Host "www.myserver.com"
Backend
Address 192.168.0.11
Port 80
End

Session
Type URL
ID "sessid"
TTL 120
End
End

# Virtual host myserver.com - redirects to www.
Service
Host "myserver.com"
URL ".*"
Redirect 301 "https://www.myserver.com$0"
End

# Virtual host server1.com and www.server1.com
Service
Host -re "ˆ(www.)?server1.com$"
Backend
Address 192.168.0.20
Port 80
Priority 5
End

Backend
Address 192.168.0.21
Port 80
Priority 4
End

Session
Type COOKIE
ID "userid"
TTL 180
End
End

# Return custom error page if no matching service was found.
Service
Error 404 "/var/lib/pound/notfound.html"
End

FILES

/var/run/pound.pid

This is where pound will attempt to record its process id. The exact location is determined at compile time by the value of the −−localstatedir configuration switch. It can be changed at runtime using the −p command line option. Use pound −V to inspect the actual default.

/etc/pound.cfg

The default configuration file. The exact location is determined at compile time by the value of the −−sysconfdir configuration switch. It can be changed at runtime using the −f command line option. Use pound −V to inspect the actual default.

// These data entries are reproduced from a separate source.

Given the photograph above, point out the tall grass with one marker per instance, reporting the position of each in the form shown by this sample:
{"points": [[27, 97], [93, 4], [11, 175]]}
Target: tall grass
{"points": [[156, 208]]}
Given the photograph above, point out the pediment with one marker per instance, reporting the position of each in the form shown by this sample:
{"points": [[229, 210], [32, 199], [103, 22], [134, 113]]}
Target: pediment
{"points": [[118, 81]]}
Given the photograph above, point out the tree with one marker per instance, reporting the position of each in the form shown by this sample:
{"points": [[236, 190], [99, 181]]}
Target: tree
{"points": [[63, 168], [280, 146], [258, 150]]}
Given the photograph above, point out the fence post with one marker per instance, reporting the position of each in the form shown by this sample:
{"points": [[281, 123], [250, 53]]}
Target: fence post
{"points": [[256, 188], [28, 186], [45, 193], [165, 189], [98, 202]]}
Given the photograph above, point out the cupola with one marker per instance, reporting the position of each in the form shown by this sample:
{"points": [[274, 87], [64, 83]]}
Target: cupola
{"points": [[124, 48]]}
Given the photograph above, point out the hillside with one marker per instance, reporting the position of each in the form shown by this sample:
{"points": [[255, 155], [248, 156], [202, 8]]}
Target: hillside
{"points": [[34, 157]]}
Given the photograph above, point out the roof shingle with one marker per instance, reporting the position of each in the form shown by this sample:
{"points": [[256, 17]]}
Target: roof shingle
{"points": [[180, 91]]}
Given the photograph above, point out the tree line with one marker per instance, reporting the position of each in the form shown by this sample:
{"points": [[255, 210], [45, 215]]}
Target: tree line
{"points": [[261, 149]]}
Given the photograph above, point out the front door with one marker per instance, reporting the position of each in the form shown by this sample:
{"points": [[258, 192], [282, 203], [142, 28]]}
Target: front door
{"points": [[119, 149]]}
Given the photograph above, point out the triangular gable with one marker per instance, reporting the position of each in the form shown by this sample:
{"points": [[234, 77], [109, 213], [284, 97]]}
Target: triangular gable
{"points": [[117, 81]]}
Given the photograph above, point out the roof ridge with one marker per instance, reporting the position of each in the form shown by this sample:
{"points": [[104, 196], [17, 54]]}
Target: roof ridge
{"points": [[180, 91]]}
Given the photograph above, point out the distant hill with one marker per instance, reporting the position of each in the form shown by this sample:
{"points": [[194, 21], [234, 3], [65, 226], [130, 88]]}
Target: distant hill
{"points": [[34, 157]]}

/usr/local/etc/pound/cert.pem

the certificate file(s) for HTTPS. The location must be defined in the configuration file - this is only a suggestion. The file must contain a PEM-encoded certificate, optionally a certificate chain from a known Certificate Authority to your server certificate and a PEM-encoded private key (not password protected). See openssl(1) for details. This file should be well protected, lest someone gets your server private key.

AUTHOR

Written by Robert Segall (Apsis GmbH), and Sergey Poznyakoff.

REPORTING BUGS

Report bugs to <[email protected]>. You may also use github issue tracker at https://github.com/graygnuorg/pound/issues.

COPYRIGHT

Copyright © 2002-2010 Apsis GmbH.
Copyright © 2018-2023 Sergey Poznyakoff

License GPLv3+: GNU GPL version 3 or later <http://gnu.org/licenses/gpl.html>

This is free software: you are free to change and redistribute it. There is NO WARRANTY, to the extent permitted by law.